Yesterday, however, no less than Andrew Tyrie, the chairman of the Treasury Select Committee, warned that tighter rules on capital (and other regulation) could be hitting banks' ability to lend to businesses and choking off Britain's economic recovery.

But is this true? The spectre of banks – private businesses it should be remembered – going cap-in-hand to the taxpayer cannot be allowed to be repeated. They had to do this in the first place because they weren't sufficiently capitalised to deal with the effect of the financial crisis. To prevent a repeat requires that they be better capitalised.

As evidenced by the view of British banks as defensive, they largely now are. And yet so far no one has been able to come up with a compelling answer to the question of why the supply of credit to small and medium-sized businesses is still so constrained. Perhaps, with trading statements due over the next few days, the banks' top executives might like to come up with some suggestions.



Where are the advocates for capitalism?

Much has been made of the rather vague nature of the anti-capitalist protests that have been repeated across the world. Yesterday, the pressure group UK Uncut added a little clarity when it joined forces with the demonstrators who show no signs of quitting their encampment outside St Paul's Cathedral.

UK Uncut is quite clear what it is cross about: claims that HM Revenue & Customs has done sweetheart deals with big companies (the headline-grabbing one is allegedly with Goldman Sachs, which HMRC denies). It wants heads to roll. With thoughts turning to end-of-year tax returns and the HMRC's typically aggressive approach, it won't be short of supporters.

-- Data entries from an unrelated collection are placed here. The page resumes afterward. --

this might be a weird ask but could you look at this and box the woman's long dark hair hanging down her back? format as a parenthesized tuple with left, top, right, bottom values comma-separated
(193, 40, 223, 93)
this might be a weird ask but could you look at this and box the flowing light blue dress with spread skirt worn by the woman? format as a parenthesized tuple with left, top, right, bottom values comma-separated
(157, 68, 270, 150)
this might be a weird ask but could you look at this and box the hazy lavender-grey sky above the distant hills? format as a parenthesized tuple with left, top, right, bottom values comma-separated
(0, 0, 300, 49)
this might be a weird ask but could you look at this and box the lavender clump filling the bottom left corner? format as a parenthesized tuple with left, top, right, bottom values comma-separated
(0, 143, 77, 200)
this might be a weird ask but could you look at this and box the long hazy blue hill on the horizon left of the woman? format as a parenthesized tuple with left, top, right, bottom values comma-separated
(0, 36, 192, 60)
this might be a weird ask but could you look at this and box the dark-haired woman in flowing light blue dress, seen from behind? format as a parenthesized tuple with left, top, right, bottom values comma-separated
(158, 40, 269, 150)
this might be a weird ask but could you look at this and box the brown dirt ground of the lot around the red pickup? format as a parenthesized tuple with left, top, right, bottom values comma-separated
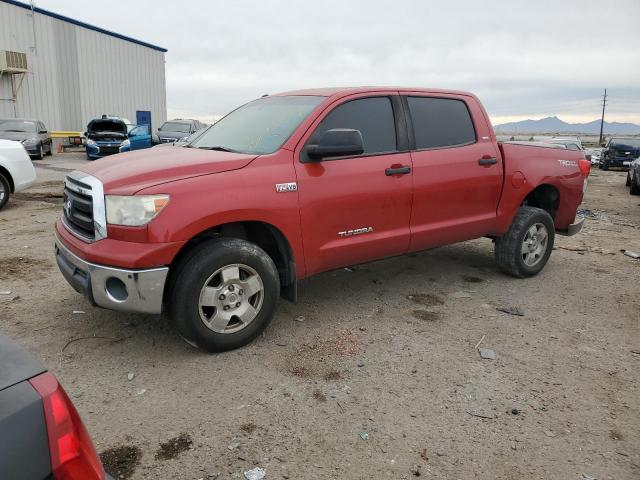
(0, 155, 640, 480)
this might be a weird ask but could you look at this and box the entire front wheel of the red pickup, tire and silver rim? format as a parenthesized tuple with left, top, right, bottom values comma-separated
(169, 238, 280, 352)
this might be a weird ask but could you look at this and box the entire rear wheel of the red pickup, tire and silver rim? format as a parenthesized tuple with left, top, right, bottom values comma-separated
(495, 207, 555, 278)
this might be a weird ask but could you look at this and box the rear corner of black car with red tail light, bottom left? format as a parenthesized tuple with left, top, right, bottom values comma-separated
(0, 333, 113, 480)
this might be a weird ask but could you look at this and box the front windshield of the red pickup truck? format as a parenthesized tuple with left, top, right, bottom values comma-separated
(191, 96, 325, 155)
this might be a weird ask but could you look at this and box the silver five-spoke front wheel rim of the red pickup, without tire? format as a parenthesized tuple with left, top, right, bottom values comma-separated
(198, 263, 264, 334)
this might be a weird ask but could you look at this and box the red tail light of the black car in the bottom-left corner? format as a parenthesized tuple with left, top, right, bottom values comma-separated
(29, 373, 105, 480)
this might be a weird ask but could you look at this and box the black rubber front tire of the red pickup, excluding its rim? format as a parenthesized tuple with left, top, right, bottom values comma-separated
(167, 238, 280, 352)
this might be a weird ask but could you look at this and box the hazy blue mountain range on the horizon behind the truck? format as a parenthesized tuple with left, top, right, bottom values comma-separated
(493, 117, 640, 135)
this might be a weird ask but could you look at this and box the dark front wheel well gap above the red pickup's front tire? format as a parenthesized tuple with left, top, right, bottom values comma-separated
(169, 221, 297, 301)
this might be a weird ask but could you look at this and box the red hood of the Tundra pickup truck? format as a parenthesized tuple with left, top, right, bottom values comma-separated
(80, 147, 256, 195)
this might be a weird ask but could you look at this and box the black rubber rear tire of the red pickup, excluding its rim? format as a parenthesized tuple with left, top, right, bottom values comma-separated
(495, 207, 555, 278)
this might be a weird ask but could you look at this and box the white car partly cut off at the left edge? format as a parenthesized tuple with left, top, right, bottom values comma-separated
(0, 140, 36, 210)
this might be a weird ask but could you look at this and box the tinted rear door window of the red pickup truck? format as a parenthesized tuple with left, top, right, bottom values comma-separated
(407, 97, 476, 150)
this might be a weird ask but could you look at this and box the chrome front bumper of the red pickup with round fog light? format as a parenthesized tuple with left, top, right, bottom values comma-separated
(54, 235, 169, 313)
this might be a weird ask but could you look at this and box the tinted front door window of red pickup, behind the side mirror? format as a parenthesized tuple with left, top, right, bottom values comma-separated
(308, 97, 397, 155)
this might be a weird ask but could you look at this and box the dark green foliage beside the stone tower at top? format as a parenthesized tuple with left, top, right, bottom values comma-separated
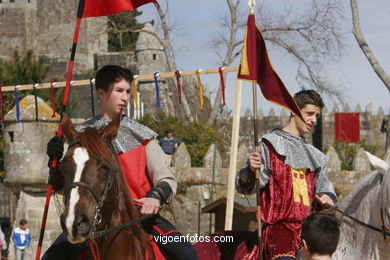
(108, 10, 143, 51)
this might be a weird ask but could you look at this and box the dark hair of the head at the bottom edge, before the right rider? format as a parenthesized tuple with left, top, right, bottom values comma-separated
(301, 214, 340, 256)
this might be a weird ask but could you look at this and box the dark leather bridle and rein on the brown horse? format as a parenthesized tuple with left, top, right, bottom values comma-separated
(64, 140, 153, 240)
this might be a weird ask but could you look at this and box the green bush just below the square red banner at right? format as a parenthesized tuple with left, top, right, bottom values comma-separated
(333, 140, 378, 171)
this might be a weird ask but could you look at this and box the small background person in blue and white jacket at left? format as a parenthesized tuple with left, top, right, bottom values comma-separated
(11, 219, 31, 260)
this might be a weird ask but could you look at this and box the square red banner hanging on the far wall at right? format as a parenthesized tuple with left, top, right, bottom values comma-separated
(334, 113, 360, 143)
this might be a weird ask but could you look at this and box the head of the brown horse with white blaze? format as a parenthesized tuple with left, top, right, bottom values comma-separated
(59, 114, 120, 243)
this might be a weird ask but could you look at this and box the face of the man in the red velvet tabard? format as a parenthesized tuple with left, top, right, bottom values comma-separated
(294, 104, 321, 136)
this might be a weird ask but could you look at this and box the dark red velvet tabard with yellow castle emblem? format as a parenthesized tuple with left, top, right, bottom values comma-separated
(260, 140, 316, 259)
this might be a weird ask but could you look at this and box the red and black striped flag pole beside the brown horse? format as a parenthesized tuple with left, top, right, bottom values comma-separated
(35, 0, 84, 260)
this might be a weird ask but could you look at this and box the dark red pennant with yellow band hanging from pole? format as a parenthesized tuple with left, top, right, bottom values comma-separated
(238, 14, 303, 120)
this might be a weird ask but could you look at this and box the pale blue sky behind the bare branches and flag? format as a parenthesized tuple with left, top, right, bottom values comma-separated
(138, 0, 390, 114)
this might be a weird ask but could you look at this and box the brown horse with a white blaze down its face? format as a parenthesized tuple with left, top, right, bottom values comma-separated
(59, 115, 155, 260)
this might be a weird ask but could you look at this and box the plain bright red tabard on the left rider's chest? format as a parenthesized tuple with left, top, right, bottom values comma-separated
(117, 144, 152, 199)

In general, however, protesters are rather less specific about their demands. But what is striking is the lack of anyone to forcefully put the case for the defence of the capitalism they are so incoherently angry about it.

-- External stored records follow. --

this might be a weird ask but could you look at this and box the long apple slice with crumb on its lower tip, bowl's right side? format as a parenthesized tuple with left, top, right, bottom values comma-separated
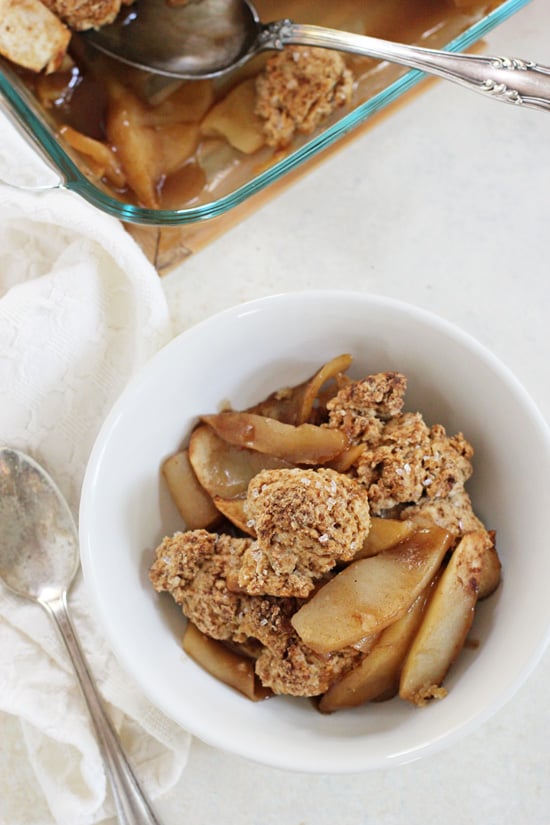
(399, 530, 493, 706)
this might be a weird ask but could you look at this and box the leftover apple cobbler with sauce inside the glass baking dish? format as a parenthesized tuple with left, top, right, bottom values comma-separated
(0, 0, 508, 210)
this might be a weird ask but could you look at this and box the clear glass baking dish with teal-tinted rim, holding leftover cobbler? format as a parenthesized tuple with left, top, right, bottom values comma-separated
(0, 0, 529, 232)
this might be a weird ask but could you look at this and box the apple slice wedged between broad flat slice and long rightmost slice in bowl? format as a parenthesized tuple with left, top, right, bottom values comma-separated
(318, 584, 432, 713)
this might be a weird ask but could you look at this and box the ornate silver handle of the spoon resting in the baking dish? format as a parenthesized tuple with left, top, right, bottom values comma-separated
(270, 20, 550, 111)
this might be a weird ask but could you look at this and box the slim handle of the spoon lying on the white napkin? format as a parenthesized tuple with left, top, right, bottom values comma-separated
(40, 594, 159, 825)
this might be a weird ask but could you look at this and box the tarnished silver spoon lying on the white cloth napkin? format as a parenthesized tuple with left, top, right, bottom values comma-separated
(0, 448, 159, 825)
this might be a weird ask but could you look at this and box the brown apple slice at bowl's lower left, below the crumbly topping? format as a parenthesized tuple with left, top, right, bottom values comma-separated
(183, 622, 272, 702)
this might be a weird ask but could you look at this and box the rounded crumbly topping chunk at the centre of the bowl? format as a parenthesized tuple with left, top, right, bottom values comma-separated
(239, 469, 370, 598)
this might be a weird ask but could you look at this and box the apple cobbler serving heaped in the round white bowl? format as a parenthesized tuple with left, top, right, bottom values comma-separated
(150, 355, 500, 712)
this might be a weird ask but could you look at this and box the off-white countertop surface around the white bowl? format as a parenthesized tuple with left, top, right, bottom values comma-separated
(143, 0, 550, 825)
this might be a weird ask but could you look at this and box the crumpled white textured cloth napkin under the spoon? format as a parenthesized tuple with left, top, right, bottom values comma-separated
(0, 113, 193, 825)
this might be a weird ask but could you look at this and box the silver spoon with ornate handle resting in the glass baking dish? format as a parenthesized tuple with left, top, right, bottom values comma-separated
(84, 0, 550, 110)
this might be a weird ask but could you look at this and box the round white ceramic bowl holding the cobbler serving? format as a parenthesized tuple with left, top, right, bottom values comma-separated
(80, 291, 550, 773)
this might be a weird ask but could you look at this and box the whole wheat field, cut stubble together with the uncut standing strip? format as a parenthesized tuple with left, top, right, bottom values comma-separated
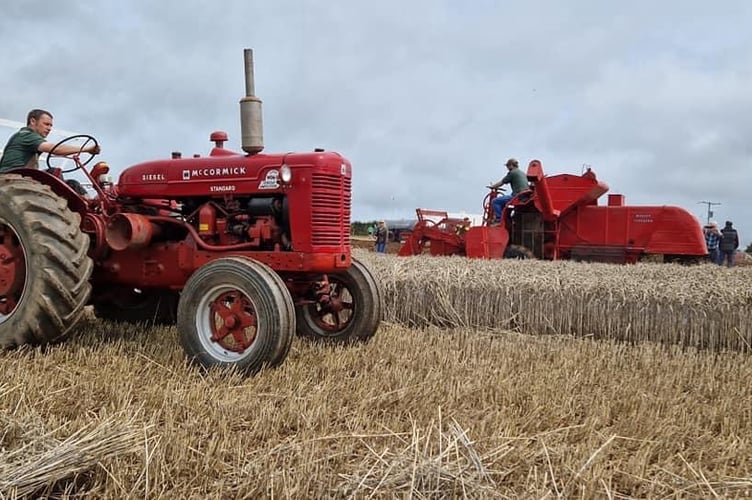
(0, 252, 752, 499)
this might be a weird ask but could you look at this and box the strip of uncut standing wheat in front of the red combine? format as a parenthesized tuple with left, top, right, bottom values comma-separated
(356, 252, 752, 351)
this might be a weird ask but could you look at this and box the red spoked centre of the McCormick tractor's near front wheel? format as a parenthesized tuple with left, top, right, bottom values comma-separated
(208, 290, 258, 356)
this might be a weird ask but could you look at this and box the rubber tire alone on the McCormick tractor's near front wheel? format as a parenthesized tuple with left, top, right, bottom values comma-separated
(177, 257, 295, 375)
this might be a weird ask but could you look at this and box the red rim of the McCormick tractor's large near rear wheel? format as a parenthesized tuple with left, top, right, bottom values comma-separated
(0, 221, 26, 322)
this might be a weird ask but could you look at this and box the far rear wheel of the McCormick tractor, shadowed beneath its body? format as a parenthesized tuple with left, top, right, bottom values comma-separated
(92, 287, 180, 325)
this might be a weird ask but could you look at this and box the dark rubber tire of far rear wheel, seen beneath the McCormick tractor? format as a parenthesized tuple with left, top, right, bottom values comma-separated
(92, 289, 180, 326)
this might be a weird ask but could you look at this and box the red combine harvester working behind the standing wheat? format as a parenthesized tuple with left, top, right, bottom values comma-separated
(399, 160, 707, 264)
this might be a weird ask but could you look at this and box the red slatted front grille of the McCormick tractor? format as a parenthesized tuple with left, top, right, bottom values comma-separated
(311, 174, 352, 246)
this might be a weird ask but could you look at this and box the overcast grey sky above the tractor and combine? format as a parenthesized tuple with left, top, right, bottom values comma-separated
(0, 0, 752, 245)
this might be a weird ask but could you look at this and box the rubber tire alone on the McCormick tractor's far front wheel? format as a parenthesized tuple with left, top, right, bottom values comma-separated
(296, 259, 382, 344)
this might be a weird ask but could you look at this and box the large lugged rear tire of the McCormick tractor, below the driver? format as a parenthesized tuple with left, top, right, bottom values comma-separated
(0, 174, 94, 348)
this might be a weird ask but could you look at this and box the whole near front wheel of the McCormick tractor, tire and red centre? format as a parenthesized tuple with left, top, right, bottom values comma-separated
(177, 257, 295, 374)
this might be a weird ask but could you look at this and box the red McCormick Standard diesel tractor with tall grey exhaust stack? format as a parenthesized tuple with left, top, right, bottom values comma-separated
(0, 49, 381, 373)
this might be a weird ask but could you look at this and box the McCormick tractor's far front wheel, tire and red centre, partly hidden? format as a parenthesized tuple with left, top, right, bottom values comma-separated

There seems to be a desperate paucity of effective advocates. Perhaps this explains why David Buik, now in semi-retirement from BGC Partners, has been so visible in recent days. He's even had the gumption to go and put a case to the demonstrators. But Mr Buik is something of a voice in the wilderness.

This really doesn't speak well of the skills of London's huge financial PR industry. The next time those with their hands on the purse-strings see Mr Buik ploughing a lonely furrow, they might like to ask exactly what they're getting for the millions they pay to it.



A tip for Greece: fine the British lager louts

The problem with austerity measures driven by public-sector debt is that if you cut too far and too fast they become counter-productive: you risk damaging your economy so much that balancing the books gets harder and harder and you end up in a vicious circle (are you awake at the back, George Osborne?).

Which brings us to Greece, now facing just that problem. With a pressing need for revenue and economic activity, it is unlikely that even the worst of the British tourists who have blighted various resorts down the years will be turned away.

But perhaps the Greeks could turn the annual summer carnage to their advantage. I remember once being told about how the police in one of the southern US states (it's not only the federal government that has problems with a deficit stateside) had been issued with equipment to enable speeding motorists to pay through their cards, no questions asked, if they should stray even a mile or two an hour over the limit. The aim was to raise much-needed revenue.

The story may be apocryphal. But perhaps it can be applied to Greece.

If similar equipment is issued to police there, instead of arresting drunks they could levy spot fines for public drunkenness and its various spin-off offences before sending the boozy Brits to their lodgings to sleep it off and be ready for another session (and another fine) the next day.